Esto no es inevitable ni le ocurre a todo el mundo de la misma manera, pero sí explica por qué la decisión de cuándo terminar un tratamiento psiquiátrico merece cuidado.
Lo que veo cuando los pacientes regresan
El patrón se repite con suficiente frecuencia como para que valga la pena hablarlo antes de que ocurra. Semanas o meses después de haber dejado el tratamiento por cuenta propia, muchos pacientes vuelven, a veces con los mismos síntomas del inicio, y otras con un cuadro más mezclado, más difícil de ubicar, que requiere empezar el proceso de estabilización desde cero. En algunos de esos casos, el medicamento que había funcionado bien la primera vez ya no produce la misma respuesta, y hay que buscar alternativas.
Los que suspenden sin consecuencias, en general, son pacientes que lo hicieron de forma gradual, con un plan claro y en el momento que la evaluación indicaba. La diferencia entre esos casos y los que recaen casi nunca está en la gravedad del cuadro original: está en si hubo o no un proceso clínico detrás de la decisión.
¿Cuándo es entonces el momento correcto?
No hay una respuesta que aplique igual para todos, y eso es parte de lo que hace difícil esta conversación.
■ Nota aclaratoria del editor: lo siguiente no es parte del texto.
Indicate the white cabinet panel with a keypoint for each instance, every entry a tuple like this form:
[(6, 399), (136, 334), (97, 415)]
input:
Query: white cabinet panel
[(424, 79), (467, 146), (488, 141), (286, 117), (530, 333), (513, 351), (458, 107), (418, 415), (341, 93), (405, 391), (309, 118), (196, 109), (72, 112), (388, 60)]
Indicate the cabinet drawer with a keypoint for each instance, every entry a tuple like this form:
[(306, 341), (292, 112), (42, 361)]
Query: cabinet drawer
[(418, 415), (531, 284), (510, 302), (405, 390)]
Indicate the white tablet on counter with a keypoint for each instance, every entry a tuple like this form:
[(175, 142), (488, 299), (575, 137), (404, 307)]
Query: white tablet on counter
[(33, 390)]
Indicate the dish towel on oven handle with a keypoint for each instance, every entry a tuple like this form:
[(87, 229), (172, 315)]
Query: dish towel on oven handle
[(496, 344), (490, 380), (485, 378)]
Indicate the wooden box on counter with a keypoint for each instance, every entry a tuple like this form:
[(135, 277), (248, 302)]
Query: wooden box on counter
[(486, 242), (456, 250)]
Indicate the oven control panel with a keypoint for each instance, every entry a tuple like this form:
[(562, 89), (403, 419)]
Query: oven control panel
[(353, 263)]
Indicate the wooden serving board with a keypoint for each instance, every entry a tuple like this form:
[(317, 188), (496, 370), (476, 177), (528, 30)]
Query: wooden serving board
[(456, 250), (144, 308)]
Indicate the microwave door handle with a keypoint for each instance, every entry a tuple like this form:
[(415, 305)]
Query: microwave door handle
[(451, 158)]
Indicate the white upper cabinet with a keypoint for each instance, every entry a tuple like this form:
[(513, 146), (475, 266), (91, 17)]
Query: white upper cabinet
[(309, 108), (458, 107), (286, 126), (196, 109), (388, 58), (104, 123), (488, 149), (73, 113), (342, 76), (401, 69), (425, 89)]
Los criterios para considerar la reducción o el retiro de un tratamiento psiquiátrico dependen del diagnóstico específico, de cuántos episodios previos ha tenido la persona, de la velocidad y la calidad de la respuesta al tratamiento, del momento vital en que se encuentra, y de varios factores más que solo pueden evaluarse con la historia clínica completa sobre la mesa.
Como orientación general, las guías clínicas internacionales recomiendan mantener el tratamiento durante al menos seis meses a un año después de que el paciente alcanza la estabilidad, y en personas con antecedentes de más de un episodio, ese período suele extenderse. La reducción, cuando se decide, se hace de forma gradual y con seguimiento, no de golpe y no en solitario.
El momento de hablar sobre cuándo terminar el tratamiento no es cuando el paciente ya decidió dejarlo. Es antes, en consulta, con tiempo suficiente para revisar todo lo que hay que revisar. Eso es parte de lo que hace que un tratamiento bien llevado sea algo distinto a tomar una pastilla hasta sentirse bien.